The stationary noise detector 610 may include a stationarity
detector 601, a stationarity frame counter 605, a comparer 609 and
a stationary noise determiner 613. The stationarity detector 601
may determine stationarity for a frame based on the input audio
624. In general, stationary noise will typically be more spectrally
flat than non-stationary noise. In one example, the stationarity
detector 601 may determine stationarity for a frame based on a
spectral flatness measure of noise. For example, the spectral
flatness measure (sfm) may be determined in accordance with
Equation (1).
sfm=10.sup.(mean(log.sup.10.sup.(normalized.sup.--.sup.power.sup.--.sup.-
spectrum))) (1)
[0093] In Equation (1), normalized_power_spectrum is the normalized
power spectrum of the input audio 624 and mean( ) is a function
that finds the mean of log.sub.10 (normalized_power_spectrum). If
the sfm meets a spectral flatness criterion (e.g., a spectral
flatness threshold), then the stationarity detector 601 may
determine that the corresponding frame includes stationary noise.
The stationarity detector 601 may provide a frame stationarity
indicator 603 that indicates whether the stationarity is detected
for each frame. The frame stationarity indicator 603 may be
provided to the stationarity frame counter 605.

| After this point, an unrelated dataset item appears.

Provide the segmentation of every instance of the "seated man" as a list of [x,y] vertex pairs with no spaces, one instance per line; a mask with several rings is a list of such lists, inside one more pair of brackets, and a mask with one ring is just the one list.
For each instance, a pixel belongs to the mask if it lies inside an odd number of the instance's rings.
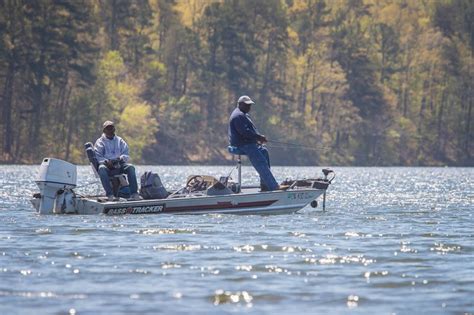
[[114,123],[107,120],[103,124],[103,134],[97,139],[94,145],[97,161],[99,162],[99,176],[102,186],[104,186],[105,194],[109,201],[117,200],[112,192],[110,185],[110,172],[118,170],[119,174],[127,174],[130,183],[130,200],[140,200],[137,193],[137,175],[135,174],[135,167],[128,164],[130,159],[128,155],[127,143],[115,135]]
[[229,142],[231,146],[239,148],[248,156],[260,175],[262,191],[277,190],[279,185],[270,171],[268,150],[261,145],[267,142],[267,138],[257,131],[248,115],[253,104],[255,103],[246,95],[241,96],[237,101],[237,108],[229,119]]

[0094] The stationarity frame counter 605 may count the frames with
detected stationarity within a stationary noise detection time
interval (e.g., 5, 10, 200 frames, etc.) The stationarity frame
counter 605 may provide the (counted) number of frames 607 with
detected stationarity to the comparer 609.

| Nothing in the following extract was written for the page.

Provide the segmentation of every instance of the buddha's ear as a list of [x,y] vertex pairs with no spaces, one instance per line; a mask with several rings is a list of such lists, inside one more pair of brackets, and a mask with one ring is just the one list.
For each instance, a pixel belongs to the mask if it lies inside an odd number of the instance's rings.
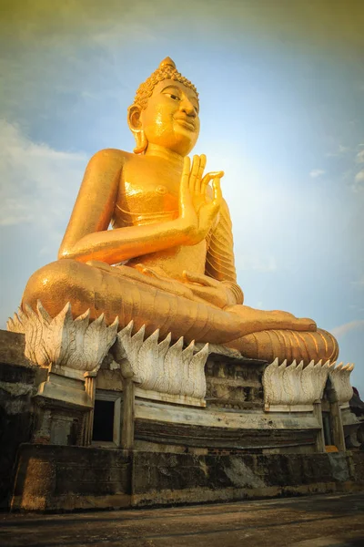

[0095] The comparer 609 may compare the number of frames 607 to a
stationary noise detection threshold. The comparer 609 may provide
a threshold indicator 611 to the stationary noise determiner 613.

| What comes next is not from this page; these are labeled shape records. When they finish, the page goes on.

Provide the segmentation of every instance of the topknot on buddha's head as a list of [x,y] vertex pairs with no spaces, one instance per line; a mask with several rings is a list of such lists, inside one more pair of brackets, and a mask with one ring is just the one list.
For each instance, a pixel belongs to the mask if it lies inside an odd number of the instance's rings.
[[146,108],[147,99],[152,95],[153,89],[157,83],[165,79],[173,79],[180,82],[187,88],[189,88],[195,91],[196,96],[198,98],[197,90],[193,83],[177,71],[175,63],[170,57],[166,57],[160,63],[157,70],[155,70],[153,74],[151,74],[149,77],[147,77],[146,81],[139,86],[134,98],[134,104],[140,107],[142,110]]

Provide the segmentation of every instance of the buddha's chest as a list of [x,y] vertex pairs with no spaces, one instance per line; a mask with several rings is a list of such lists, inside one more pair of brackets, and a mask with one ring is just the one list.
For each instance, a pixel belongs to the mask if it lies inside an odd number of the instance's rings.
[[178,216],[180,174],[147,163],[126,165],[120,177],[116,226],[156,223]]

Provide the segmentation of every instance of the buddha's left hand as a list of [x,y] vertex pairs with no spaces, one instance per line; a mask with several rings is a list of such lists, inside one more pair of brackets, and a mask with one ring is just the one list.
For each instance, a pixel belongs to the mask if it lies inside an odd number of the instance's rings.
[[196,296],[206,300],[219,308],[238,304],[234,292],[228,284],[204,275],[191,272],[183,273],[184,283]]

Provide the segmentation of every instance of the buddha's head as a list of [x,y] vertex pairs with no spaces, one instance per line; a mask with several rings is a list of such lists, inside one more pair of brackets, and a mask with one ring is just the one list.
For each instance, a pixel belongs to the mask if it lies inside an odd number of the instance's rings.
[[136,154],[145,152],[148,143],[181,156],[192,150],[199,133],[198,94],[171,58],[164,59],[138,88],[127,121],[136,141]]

The threshold indicator 611 may indicate whether the number of
frames 607 is greater than the stationary noise detection
threshold.
[0096] The stationary noise determiner 613 may determine whether
stationary noise is detected based on the threshold indicator 611.
For example, if the number of frames 607 is greater than the
stationary noise detection threshold, the stationary noise
determiner 613 may determine that stationary noise is occurring in
the input audio 624 (e.g., may detect stationary noise). The
stationary noise determiner 613 may provide a stationary noise
indicator 615. The stationary noise indicator 615 may indicate
whether stationary noise is detected.
[0097] FIG. 7 is a block diagram illustrating one configuration of
a spatial noise reference generator 712. The spatial noise
reference generator 712 described in connection with FIG. 7 may be
one example of the spatial noise reference generator 112 described
in connection with FIG. 1. The spatial noise reference generator
712 may include a directionality determiner 717, an optional
combined VAD 719, an optional VAD-based noise reference generator
721, a beam forming near-field noise reference generator 723, a
spatial noise reference combiner 725 and a restoration ratio
determiner 729. The spatial noise reference generator 712 may be
coupled to a noise suppressor 720. The noise suppressor 720
described in connection with FIG. 7 may be one example of the noise
suppressor 120 described in connection with FIG. 1.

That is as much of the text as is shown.